Quattro scene di sesso castissime, dove non si vede nulla, e una scena con dei vermi sulla gamba di una donna. Queste sarebbero le truci scene di sadismo che non potevano essere proiettate in Italia? Ilsa che – senza mostrare nulla – commenta le dimensioni dei membri dei prigionieri?
Esce finalmente nelle sale italiane il 31 luglio 1976 con il titolo Ilsa la belva delle SS.
Distribuito in VHS Center Video in data ignota, la Pulp Video lo presenta in DVD dal giugno 2011

Come dice Cassidy, i primi cinque minuti di un film sono basilari per capire lo spirito dell’intera opera. E qui la storia si apre su una camera da letto, dove due corpi nudi si agitano.
Vediamo a malapena l’uomo sdraiato, perché l’intera inquadratura è per il corpo di una bionda procace: non è da tutti aprire una pellicola con due enormi poppe in primo piano.

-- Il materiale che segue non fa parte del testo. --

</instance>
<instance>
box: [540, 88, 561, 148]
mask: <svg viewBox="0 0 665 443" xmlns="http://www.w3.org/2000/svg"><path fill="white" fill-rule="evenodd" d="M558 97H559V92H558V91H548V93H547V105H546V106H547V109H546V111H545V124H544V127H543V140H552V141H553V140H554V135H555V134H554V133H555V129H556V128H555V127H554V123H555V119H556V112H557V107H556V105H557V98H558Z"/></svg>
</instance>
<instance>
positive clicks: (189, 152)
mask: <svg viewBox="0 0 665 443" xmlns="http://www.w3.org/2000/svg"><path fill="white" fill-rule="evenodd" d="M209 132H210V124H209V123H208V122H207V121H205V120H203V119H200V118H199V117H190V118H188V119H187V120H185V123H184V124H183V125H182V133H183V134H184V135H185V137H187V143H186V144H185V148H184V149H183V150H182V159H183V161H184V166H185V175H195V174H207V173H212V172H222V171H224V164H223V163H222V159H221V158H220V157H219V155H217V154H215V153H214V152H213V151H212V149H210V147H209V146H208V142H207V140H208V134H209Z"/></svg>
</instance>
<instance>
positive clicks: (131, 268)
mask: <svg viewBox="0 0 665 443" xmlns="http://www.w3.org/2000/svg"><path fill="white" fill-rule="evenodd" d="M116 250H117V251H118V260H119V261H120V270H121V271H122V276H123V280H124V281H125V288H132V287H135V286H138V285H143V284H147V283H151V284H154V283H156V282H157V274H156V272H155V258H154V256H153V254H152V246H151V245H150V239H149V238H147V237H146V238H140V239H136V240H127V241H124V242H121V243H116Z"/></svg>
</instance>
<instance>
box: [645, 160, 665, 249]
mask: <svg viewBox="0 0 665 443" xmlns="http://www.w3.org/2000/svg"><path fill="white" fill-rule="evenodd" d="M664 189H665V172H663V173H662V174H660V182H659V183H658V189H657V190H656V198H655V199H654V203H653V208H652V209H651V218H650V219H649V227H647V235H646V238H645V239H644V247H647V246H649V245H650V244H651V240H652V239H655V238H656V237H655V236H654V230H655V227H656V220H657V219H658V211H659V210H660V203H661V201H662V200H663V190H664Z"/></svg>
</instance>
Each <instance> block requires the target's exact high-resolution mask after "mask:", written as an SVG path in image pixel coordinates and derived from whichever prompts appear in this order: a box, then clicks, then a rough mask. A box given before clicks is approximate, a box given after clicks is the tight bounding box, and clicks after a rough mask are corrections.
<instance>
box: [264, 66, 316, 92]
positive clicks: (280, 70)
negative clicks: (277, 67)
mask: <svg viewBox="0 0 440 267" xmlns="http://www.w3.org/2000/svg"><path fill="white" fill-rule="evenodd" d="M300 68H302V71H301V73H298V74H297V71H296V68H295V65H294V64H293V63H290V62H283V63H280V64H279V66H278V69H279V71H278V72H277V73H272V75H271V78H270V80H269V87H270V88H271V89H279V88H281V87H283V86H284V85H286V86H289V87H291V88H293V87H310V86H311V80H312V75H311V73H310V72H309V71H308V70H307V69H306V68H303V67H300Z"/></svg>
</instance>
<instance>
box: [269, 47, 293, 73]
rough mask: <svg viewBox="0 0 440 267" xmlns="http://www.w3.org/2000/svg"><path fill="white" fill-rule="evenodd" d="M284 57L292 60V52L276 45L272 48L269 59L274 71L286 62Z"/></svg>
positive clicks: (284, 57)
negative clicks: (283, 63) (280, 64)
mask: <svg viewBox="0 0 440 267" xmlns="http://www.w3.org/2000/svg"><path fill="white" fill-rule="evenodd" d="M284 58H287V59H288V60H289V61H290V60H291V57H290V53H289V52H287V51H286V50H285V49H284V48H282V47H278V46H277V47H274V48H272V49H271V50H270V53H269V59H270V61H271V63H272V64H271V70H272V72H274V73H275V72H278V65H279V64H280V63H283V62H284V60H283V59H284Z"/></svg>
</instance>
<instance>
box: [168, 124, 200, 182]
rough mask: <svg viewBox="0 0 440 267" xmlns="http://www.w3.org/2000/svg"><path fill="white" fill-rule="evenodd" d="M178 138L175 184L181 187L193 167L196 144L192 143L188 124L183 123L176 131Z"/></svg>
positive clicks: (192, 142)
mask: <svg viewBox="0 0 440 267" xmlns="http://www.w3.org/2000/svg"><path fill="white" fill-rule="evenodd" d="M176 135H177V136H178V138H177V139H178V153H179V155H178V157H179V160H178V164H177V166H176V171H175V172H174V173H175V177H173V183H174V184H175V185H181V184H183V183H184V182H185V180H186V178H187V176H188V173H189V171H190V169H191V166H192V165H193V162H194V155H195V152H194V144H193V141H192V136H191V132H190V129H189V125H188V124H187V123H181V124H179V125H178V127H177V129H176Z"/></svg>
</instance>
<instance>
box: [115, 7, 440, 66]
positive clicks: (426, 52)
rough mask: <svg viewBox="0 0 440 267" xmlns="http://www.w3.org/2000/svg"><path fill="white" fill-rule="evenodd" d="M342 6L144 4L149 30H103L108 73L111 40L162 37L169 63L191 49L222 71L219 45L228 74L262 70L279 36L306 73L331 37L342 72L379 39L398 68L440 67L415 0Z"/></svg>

Mi domando quale sarà la trama del film…

Sotto il largo caschetto di capelli biondi la donna ha il volto contorto dal piacere. Rantola, geme, grugnisce e poi si accascia sull’uomo, soddisfatta. Il suo corpo non è da modella, non è un’attricetta pronta a conquistare il cinema: è il corpo vorace e pieno di una donna, con tutte le dannate curve al punto giusto e pure qualcuna in più, che è tutta salute.
Dopo la scena di sesso scatta pure la scena sotto la doccia, con un PPP: no, non è la sigla di “primissimo piano” ma di “piano poppe”.
La bionda, con i suoi occhi azzurri persi nel vuoto, si comporta come la protagonista di una commedia all’italiana di là da venire, la classica bellona che non ha neanche il copione tanto deve solo mostrarsi nuda. Poi però succede qualcosa di totalmente diverso.
La bionda finisce la doccia… e si infila la divisa da gerarca nazista. La belva delle SS si è presa il proprio piacere, ora il maschio può anche andarsene al diavolo.

Sono gli anni Settanta, dolcezza: sparisci!

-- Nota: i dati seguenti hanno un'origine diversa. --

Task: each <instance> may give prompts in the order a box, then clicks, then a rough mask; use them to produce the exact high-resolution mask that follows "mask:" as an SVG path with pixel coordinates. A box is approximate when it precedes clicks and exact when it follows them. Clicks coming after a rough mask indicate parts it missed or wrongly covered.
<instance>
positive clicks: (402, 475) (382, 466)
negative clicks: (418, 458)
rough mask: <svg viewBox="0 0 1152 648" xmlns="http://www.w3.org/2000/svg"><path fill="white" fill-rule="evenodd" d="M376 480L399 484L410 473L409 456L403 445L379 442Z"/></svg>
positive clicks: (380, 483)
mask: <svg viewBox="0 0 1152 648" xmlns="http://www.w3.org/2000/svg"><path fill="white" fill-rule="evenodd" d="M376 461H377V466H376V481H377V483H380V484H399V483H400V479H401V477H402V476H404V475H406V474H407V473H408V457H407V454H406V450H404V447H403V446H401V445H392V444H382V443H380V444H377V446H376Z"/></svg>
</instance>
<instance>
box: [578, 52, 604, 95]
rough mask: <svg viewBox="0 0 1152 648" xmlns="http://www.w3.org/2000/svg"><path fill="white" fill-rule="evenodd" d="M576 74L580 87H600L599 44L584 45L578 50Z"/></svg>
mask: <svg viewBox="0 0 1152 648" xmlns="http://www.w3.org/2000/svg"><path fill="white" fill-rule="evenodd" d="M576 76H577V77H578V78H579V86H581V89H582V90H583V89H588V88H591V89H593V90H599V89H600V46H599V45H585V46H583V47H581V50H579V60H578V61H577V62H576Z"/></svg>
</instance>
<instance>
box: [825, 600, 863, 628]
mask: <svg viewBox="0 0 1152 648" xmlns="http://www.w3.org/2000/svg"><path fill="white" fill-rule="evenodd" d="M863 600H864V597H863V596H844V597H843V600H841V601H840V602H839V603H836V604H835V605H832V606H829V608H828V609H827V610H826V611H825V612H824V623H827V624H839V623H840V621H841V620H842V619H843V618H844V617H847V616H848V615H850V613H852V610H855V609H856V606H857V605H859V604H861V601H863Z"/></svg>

Questa trentenne del Connecticut, Dyanne Thorne, è pressoché sconosciuta, ha iniziato gli anni Settanta con filmucoli erotici e l’unica sua apparizione precedente degna di nota è quella del mitico episodio Chicago anni ’20 di “Star Trek” (2×17, 1968), che in Italia arriverà solo nel 1979.

Se Kirk sapesse che ha davanti Dyanne Thorne…

La Aeteas Filmproduktions nasce e muore con questo film; il produttore Herman Traeger (nome con cui si nasconde David F. Friedman) è un tizio che dagli anni Sessanta produce roba di serie Z che forse neanche i drive-in americani proiettavano; regista e sceneggiatori sono nullità di passaggio che lavoricchiano nel sottobosco della Z. Chi è questa gente che da sola sta cambiando per sempre il corso del cinema?

Malgrado la censura italiana si scandalizzi, il film non mostra nulla ma il suo effetto lo raggiunge. Così la bionda nazista fa legare l’uomo e con studiata lentezza si assicura che nessun’altra donna possa avere ciò che lei ha avuto.
Non vediamo l’evirazione, vediamo solo la donna che ammira la lama affilata… e il suo terrificante sorriso. Abbiamo appena conosciuto Ilsa: la belva delle SS.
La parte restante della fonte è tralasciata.